Nouvelle détonation.

La balle la frôle. Son cœur tambourine tant dans sa poitrine qu’elle ne parvient plus à en dénombrer les battements. Elle doit fuir plus vite.

Les habitations et rues défilent devant ses yeux lorsque soudain, elle reconnaît la ruelle où elle se trouve. Une idée lui effleure l’esprit et amène l’espoir en son sein.

Elle n’hésite pas. Tandis que le chuintement des semelles de son assaillant se rapproche, elle fonce à hauteur d’une grille en fer forgé dont l’un des barreaux est déformé. L’espace entre lui et son voisin est mince, mais elle est en mesure de le franchir, elle est souple et fine.

Elle se concentre, se dépêche. Miracle, elle est passée !

Les pas de son poursuivant se font plus lourds ; il n’est plus loin. Par chance, la pénombre est son alliée. Elle se cache derrière le mur adjacent au portail, puis retient sa respiration en espérant que sa ruse fonctionne.

Un souffle rauque lui apprend que le criminel se tient de l’autre côté de la pierre. Ses muscles se raidissent. Les secondes s’apparentent à de longues minutes.

Enfin, il s’éloigne. Ses genoux s’entrechoquent.

Tremblante, elle chute au sol, puis avise un mince filet de sang sur sa cheville…

— Grâce ? Grâce, tu m’entends ?

La ballerine sort de ses pensées. Elle essuie une fine pellicule de sueur sur son front et s’efforce de sourire. Par bonheur, Nina ne s’alarme pas de l’état dans lequel l’ont plongée ses souvenirs – sans doute le met-elle sur l’effort qu’elle a fourni.

— Excuse-moi, j’étais dans la lune. Tu disais ?

— Je te demandais comment allaient tes pieds ? Tu es penchée dessus et les masses depuis une éternité. Il me reste du produit apaisant, je te le passe ?

— Ça ira, merci.

Grâce grimace. Il est vrai que ses appuis ne sont pas beaux à voir… mais qu’importe. Il s’agit du prix à payer pour s’améliorer, pour devenir une étoile. Elle les panse avec soin, puis enfile ses bottes fourrées. L’hiver se montre glacial et le froid la mordra dès qu’elle mettra le nez dehors.

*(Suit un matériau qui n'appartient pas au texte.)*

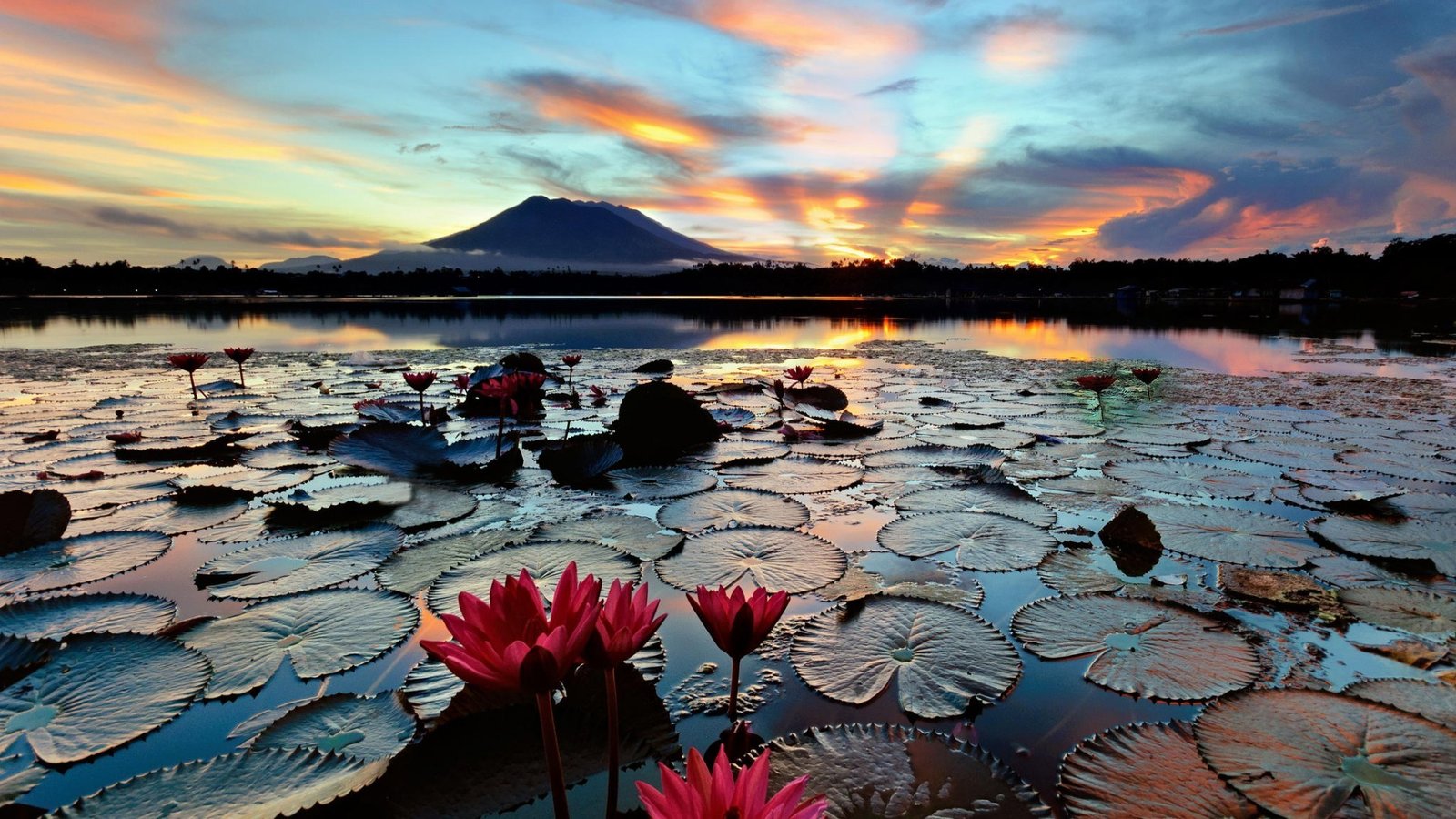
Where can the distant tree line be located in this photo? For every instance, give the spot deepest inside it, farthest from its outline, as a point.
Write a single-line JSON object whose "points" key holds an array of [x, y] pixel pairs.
{"points": [[1424, 266]]}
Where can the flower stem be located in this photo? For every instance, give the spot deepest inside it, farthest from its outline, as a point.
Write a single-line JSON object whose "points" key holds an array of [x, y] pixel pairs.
{"points": [[733, 693], [613, 742], [558, 780]]}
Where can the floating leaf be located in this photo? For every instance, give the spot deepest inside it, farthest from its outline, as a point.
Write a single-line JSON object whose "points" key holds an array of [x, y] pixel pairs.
{"points": [[1419, 612], [1436, 702], [53, 618], [1307, 753], [1409, 540], [724, 509], [778, 560], [999, 499], [420, 564], [366, 727], [247, 784], [1186, 479], [543, 561], [985, 542], [1139, 647], [1147, 770], [793, 475], [628, 533], [648, 482], [1230, 535], [286, 566], [319, 632], [944, 658], [73, 561], [899, 771], [99, 693]]}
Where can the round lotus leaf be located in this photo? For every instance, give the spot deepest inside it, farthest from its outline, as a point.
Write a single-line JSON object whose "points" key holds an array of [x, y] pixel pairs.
{"points": [[368, 727], [1309, 753], [72, 561], [943, 658], [247, 784], [1230, 535], [53, 618], [99, 693], [1419, 612], [778, 560], [420, 564], [983, 541], [628, 533], [543, 561], [1147, 770], [647, 482], [1139, 647], [1436, 702], [885, 771], [725, 509], [1187, 479], [286, 566], [319, 632], [996, 499], [1409, 540], [793, 475]]}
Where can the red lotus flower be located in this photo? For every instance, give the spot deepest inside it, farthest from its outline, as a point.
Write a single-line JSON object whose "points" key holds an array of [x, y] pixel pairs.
{"points": [[509, 643], [420, 382], [735, 622], [717, 793], [623, 627], [1097, 383]]}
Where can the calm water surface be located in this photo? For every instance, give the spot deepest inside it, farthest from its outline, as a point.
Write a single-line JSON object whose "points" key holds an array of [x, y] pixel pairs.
{"points": [[1237, 339]]}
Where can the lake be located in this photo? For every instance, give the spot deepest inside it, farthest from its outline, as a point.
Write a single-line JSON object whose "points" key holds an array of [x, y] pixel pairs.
{"points": [[1234, 339]]}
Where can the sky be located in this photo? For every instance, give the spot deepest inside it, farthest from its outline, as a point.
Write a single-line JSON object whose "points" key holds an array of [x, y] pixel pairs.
{"points": [[810, 130]]}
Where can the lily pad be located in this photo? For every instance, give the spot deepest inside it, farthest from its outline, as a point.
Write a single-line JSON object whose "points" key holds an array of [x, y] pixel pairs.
{"points": [[53, 618], [997, 499], [778, 560], [1230, 535], [1309, 753], [628, 533], [545, 561], [1139, 647], [900, 771], [247, 784], [286, 566], [1436, 702], [366, 727], [1409, 540], [99, 693], [73, 561], [1147, 770], [943, 658], [983, 541], [319, 632], [1419, 612], [793, 475], [725, 509]]}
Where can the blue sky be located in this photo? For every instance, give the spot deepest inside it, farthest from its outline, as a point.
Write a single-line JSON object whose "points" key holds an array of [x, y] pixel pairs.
{"points": [[800, 130]]}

Elle se lève de son tabouret, puis se glisse dans son manteau. La plupart des filles sont déjà parties. Le vestiaire qu’elles partagent lui paraît grand. Elle se tourne vers son amie, sourit. De crainte que les séquelles d’une ancienne blessure se manifestent, Nina s’étire toujours.

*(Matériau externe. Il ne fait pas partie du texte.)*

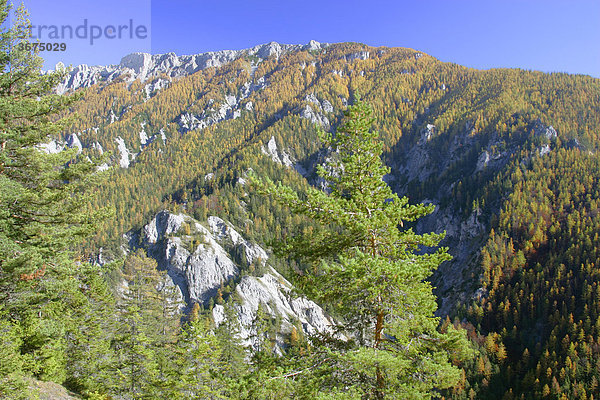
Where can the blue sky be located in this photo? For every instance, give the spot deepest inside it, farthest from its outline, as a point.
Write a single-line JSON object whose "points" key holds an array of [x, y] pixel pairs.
{"points": [[548, 35]]}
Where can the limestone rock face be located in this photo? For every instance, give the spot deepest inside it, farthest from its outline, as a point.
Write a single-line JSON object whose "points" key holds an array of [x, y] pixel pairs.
{"points": [[144, 66], [200, 259]]}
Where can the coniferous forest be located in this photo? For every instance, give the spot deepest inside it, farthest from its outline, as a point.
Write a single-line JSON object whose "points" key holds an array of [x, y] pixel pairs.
{"points": [[329, 222]]}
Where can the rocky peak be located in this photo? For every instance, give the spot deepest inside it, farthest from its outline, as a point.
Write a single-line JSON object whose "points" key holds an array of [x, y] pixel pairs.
{"points": [[145, 66]]}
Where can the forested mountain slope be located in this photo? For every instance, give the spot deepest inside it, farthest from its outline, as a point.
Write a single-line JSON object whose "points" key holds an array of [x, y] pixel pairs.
{"points": [[509, 157]]}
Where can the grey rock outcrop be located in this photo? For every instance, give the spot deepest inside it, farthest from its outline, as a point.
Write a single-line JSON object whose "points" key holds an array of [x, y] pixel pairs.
{"points": [[198, 260], [144, 66]]}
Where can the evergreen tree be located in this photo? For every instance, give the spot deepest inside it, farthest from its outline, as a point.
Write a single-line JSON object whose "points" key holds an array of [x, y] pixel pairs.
{"points": [[43, 211], [369, 268]]}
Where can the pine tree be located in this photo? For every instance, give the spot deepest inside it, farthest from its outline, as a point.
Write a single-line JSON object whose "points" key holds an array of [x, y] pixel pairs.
{"points": [[367, 268], [42, 206]]}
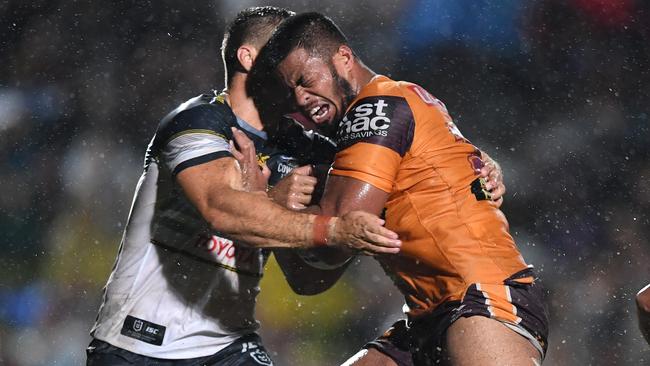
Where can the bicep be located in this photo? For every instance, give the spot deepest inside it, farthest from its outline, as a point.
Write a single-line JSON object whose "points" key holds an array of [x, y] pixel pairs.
{"points": [[344, 194], [205, 183]]}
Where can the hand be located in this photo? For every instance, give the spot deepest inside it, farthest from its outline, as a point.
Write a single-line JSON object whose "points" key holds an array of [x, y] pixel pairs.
{"points": [[255, 177], [294, 191], [493, 176], [364, 232]]}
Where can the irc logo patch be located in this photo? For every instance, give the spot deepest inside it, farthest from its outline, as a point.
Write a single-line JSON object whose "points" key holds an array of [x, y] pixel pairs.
{"points": [[381, 120]]}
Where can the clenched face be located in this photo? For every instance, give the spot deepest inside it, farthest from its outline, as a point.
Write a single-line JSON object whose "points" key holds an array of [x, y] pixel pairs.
{"points": [[320, 92]]}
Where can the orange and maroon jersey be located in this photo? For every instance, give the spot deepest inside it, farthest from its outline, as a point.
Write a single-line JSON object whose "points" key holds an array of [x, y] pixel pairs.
{"points": [[400, 139]]}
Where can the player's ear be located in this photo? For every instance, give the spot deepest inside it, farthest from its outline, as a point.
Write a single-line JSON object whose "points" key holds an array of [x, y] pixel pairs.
{"points": [[344, 58], [246, 55]]}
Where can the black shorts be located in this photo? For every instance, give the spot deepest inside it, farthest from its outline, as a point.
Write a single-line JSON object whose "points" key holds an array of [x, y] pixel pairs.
{"points": [[246, 351], [517, 303]]}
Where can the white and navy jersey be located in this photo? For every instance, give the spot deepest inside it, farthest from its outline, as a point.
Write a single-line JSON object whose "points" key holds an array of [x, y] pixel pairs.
{"points": [[178, 290]]}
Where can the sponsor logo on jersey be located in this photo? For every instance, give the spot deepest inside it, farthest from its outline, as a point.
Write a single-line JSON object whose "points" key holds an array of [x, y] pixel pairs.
{"points": [[365, 120], [226, 254], [143, 330], [381, 120]]}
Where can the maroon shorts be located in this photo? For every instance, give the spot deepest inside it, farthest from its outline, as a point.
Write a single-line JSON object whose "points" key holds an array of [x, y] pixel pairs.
{"points": [[517, 302]]}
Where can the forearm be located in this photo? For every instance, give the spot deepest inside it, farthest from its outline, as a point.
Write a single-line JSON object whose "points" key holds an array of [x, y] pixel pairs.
{"points": [[252, 218]]}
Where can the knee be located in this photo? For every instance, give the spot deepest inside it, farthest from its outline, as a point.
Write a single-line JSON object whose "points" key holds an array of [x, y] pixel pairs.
{"points": [[643, 299]]}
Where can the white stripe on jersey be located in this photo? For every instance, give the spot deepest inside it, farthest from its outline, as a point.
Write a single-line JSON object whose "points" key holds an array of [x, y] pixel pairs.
{"points": [[192, 144]]}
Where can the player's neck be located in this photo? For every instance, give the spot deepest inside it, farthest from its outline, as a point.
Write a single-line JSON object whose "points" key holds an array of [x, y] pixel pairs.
{"points": [[242, 105]]}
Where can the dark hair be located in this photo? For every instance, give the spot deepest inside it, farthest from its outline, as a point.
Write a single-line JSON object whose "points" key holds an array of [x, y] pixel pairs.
{"points": [[315, 33], [252, 25]]}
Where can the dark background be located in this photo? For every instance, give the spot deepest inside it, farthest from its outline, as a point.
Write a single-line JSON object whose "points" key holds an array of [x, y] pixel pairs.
{"points": [[557, 91]]}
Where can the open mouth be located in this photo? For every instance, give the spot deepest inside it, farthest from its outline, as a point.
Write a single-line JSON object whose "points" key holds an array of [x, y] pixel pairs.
{"points": [[319, 113]]}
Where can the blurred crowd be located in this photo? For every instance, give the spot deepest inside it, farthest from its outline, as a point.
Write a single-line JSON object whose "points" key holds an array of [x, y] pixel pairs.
{"points": [[557, 91]]}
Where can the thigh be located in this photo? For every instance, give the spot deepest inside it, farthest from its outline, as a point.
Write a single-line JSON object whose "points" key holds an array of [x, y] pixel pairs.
{"points": [[390, 349], [479, 340]]}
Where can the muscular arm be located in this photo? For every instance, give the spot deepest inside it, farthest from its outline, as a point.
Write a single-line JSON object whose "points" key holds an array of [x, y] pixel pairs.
{"points": [[215, 189], [341, 195]]}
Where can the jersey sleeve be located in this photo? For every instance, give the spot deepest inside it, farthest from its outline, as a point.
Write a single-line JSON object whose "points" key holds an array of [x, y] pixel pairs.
{"points": [[194, 136], [372, 139]]}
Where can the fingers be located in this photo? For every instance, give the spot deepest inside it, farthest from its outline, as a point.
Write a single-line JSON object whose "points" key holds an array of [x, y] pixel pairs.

— Tu serais ennuyée si j’y allais ? l’interroge-t-elle.

— Du tout. File te reposer. Surtout, sois en forme demain !

Grâce acquiesce. La représentation du lendemain sera l’une des plus importantes du mois. Nombre de personnalités politiques y assisteront, et leur directeur ne leur pardonnera pas la moindre faute. Elle refuse toutefois de s’inquiéter ; elle connaît ses pas par cœur et s’entraîne dur afin rester à niveau.

D’un pas rapide, elle quitte les lieux, puis s’engage dans les rues. Le couvre-feu ne tardera plus à poindre, regagner son domicile est une priorité.

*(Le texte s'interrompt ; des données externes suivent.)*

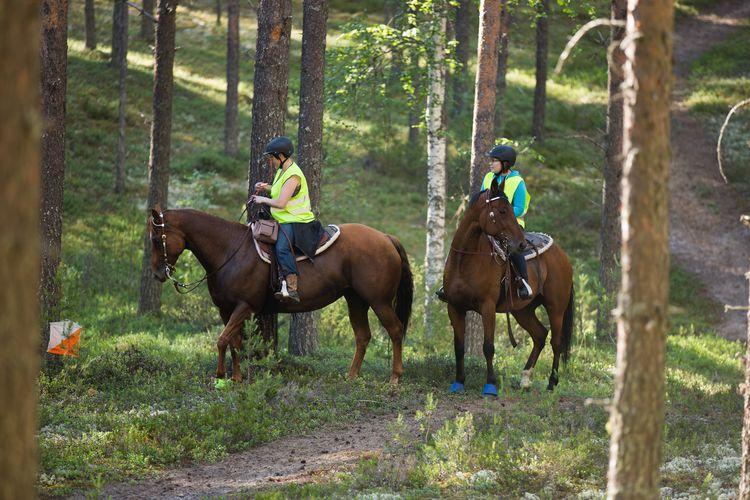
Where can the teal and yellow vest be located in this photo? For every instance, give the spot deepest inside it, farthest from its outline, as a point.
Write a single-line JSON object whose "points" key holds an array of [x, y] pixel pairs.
{"points": [[511, 184], [298, 208]]}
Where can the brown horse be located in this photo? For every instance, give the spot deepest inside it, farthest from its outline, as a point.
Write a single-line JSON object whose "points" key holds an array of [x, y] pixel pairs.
{"points": [[472, 282], [367, 267]]}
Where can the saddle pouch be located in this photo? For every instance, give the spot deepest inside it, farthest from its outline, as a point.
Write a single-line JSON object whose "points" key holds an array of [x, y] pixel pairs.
{"points": [[266, 231]]}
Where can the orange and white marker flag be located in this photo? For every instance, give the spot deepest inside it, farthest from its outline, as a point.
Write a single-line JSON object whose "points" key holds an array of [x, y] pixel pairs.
{"points": [[64, 337]]}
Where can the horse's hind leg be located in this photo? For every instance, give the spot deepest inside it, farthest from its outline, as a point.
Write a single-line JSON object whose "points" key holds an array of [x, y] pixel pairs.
{"points": [[361, 325], [527, 319], [395, 329]]}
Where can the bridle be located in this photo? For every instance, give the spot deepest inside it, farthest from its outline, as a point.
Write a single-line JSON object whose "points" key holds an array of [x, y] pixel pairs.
{"points": [[185, 288]]}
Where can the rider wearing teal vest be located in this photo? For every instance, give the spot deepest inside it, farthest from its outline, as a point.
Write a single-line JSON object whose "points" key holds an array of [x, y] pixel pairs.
{"points": [[290, 207]]}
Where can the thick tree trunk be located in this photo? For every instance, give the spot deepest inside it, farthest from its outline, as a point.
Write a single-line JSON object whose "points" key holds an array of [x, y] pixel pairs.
{"points": [[637, 414], [609, 236], [745, 472], [90, 15], [502, 68], [54, 60], [482, 137], [147, 24], [117, 19], [540, 91], [161, 136], [231, 131], [436, 154], [20, 127], [122, 65], [270, 86], [303, 332], [464, 12]]}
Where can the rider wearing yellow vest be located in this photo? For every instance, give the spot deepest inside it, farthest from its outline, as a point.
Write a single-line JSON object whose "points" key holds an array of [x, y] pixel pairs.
{"points": [[290, 207]]}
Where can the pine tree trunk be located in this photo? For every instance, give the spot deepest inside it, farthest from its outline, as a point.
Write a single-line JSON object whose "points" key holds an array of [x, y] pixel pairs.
{"points": [[20, 128], [231, 131], [436, 154], [745, 472], [54, 64], [161, 136], [147, 24], [637, 414], [303, 332], [502, 68], [463, 29], [270, 86], [90, 15], [117, 19], [609, 236], [122, 64], [540, 91], [482, 137]]}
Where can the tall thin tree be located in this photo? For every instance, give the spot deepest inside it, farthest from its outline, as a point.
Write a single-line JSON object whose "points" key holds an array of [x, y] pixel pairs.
{"points": [[436, 155], [161, 141], [90, 15], [637, 414], [19, 251], [609, 236], [270, 85], [482, 136], [303, 332], [542, 53], [122, 65], [54, 64], [502, 68], [231, 131]]}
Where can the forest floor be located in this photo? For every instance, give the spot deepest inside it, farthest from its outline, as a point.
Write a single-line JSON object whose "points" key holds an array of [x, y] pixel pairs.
{"points": [[705, 234], [701, 205]]}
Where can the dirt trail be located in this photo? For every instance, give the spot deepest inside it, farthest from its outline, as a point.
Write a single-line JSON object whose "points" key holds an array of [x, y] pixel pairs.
{"points": [[298, 459], [705, 235]]}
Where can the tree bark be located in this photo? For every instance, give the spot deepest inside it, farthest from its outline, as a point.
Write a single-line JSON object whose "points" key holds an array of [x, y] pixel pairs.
{"points": [[54, 69], [609, 236], [231, 131], [464, 12], [303, 332], [20, 129], [745, 472], [540, 91], [436, 155], [147, 24], [122, 65], [90, 15], [161, 135], [637, 414], [502, 68], [117, 19], [270, 85]]}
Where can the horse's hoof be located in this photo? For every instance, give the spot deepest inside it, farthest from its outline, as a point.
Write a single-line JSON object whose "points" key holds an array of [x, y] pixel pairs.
{"points": [[456, 387], [489, 390]]}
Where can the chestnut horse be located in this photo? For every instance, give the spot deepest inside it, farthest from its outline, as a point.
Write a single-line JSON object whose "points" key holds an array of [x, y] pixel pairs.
{"points": [[472, 282], [365, 266]]}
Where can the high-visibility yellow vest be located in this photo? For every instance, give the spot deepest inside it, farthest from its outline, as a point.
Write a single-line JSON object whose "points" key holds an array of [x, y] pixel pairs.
{"points": [[511, 184], [298, 208]]}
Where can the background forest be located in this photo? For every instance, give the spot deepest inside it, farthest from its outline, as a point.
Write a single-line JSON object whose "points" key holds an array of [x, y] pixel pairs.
{"points": [[141, 397]]}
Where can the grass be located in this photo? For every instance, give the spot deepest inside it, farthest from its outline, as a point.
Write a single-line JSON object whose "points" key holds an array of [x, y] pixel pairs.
{"points": [[141, 397]]}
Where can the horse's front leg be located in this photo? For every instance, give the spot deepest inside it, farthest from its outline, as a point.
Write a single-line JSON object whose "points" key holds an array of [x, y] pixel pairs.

Nonobstant la noirceur de la nuit, elle ne peut s’empêcher de constater à quel point les chaussées semblent désolées. Beaucoup de magasins ont fermé à cause de la crise. Les devantures closes et clouées par de larges planches de bois sont presque plus présentes que celles ouvertes…

Grâce soupire sans s’y attarder. Elle n’a pas le temps de flâner. Néanmoins, en marchant près d’une ruelle en particulier, son allure ralentit. Ses pupilles scrutent l’endroit avec panique et un poids lui tombe dans l’estomac.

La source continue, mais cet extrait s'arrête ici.